Coming Home for Returning Catholics

Are you or someone you know a Catholic that has been away from the Church?

St. Patrick’s Parish is please to offer “Coming Home,” a program designed to help people return.

Let’s look at what “Coming Home” is, and what it is not…

“Coming Home” is an invitation and a welcome.  It is not only for people who are away from the Church.  It is also for people who come to Church, and may have questions or concerns.  “Coming Home” is a group of lay people – some who have been away, and some who have never left.  It is designed to be a conversation, and a resource to offer support and friendship.  We are not selling anything.  We are simply here for people when, and if, and however they may need us.  There are resources we can share both written and video, but our main resources is people ready to be of service.

When we come together at St. Patrick’s we are not only in Church, we are Church.  Together in God’s house we are safe and welcome. “Coming Home” wishes to extend that welcome.  Here all are welcome.  Everyone belongs.  As Catholics we believe that nothing exists that can – nor does anything exist that should – keep us from the love of God.  God wants each and all of us to know the warmth, safety and power of that love.  We pray for all to embrace God’s love, and to come home.  We ask you to pray for anyone who may need to hear this message.

If you are interested, please call us for more information, or pass this number to someone you know who might be.

Please feel free to call — with NO obligation (631) 665-4911 and leave a message for the Coming Home team.

On Converting to the Church I was born into…

I grew up loving to god to Church.  Everything about it drew me in.  There was parochial school, the altar boys and the choir.  I loved the smell of burning candles and incense.  After Benediction I would help the sacristan clean up and mop the Church floor.  What I was taught about my faith I believed with all my heart and soul.

Then came high school bringing with it questions about doubts.  My parents suddenly didn’t know what they were talking about, and my teachers weren’t doing much better.

By the time I started college piety had given way to open rebellion.  My theology and philosophy courses took me even deeper into thought and further away from the heartfelt devotion to God and the Church that I once had.

After graduation I married in the Church, and our children were baptized, but only to keep the peace in both our families.  The birth of our three children stirred my soul, and I longed to believe again.  From time to time I would attend Mass, but I would return home with my litany of doubts intact.  As the years piled up, it became harder to find my way back.

At the age of 54 I became very ill.  With my life turned upside down, desperate and alone in a hospital room in the middle of the night, I began to pray the prayers I learned and loved as a child. “Our Father…”, “Hail Mary…”, “Glory be…” Over and over I repeated the words until finally I was able to sleep.

When I woke later that morning, everything had changed though I didn’t fully realize it yet.  Over the next several months I slowly regained my health.  With the help of friends in the parish I decided to attend Mass here at St.
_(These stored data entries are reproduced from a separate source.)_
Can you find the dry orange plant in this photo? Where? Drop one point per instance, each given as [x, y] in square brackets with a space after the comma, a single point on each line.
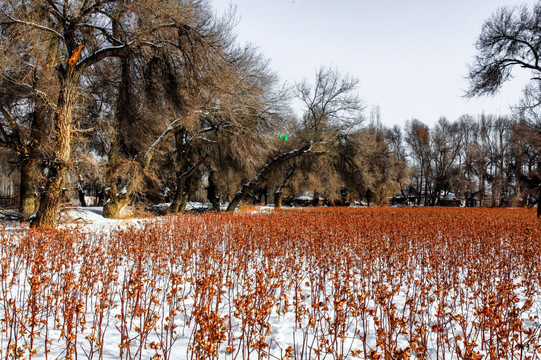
[328, 283]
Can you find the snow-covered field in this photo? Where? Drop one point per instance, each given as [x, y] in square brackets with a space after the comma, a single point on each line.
[307, 284]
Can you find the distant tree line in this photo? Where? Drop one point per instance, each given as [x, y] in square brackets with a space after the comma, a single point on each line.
[153, 101]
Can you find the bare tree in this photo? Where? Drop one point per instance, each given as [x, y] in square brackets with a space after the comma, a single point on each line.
[508, 39]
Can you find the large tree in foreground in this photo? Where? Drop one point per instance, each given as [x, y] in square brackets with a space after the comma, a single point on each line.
[510, 38]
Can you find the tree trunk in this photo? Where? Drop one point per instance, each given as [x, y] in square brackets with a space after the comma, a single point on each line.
[539, 204]
[27, 196]
[177, 200]
[263, 173]
[81, 193]
[51, 196]
[180, 144]
[115, 203]
[278, 197]
[189, 188]
[115, 209]
[212, 193]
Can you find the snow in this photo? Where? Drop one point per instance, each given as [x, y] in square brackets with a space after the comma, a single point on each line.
[288, 332]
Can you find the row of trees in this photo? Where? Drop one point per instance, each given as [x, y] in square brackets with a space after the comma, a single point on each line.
[146, 96]
[488, 160]
[150, 97]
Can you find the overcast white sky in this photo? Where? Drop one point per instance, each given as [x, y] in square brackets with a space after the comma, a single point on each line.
[410, 56]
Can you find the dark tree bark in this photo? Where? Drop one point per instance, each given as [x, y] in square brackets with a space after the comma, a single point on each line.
[27, 194]
[212, 192]
[278, 195]
[51, 196]
[115, 201]
[263, 173]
Patrick’s to hear an elderly Monsignor preach.  It happened that it was St. Patrick’s Day that Sunday.  I don’t remember specifically what he spoke on, but that frail and holy priest knocked me back into my pew.  My life has not been the same since.  A long and winding road had brought me home at last.  It was there that I reconnected with Jesus.  As with a dear friend I hadn’t spoken to since high school, we just picked up where we had left off.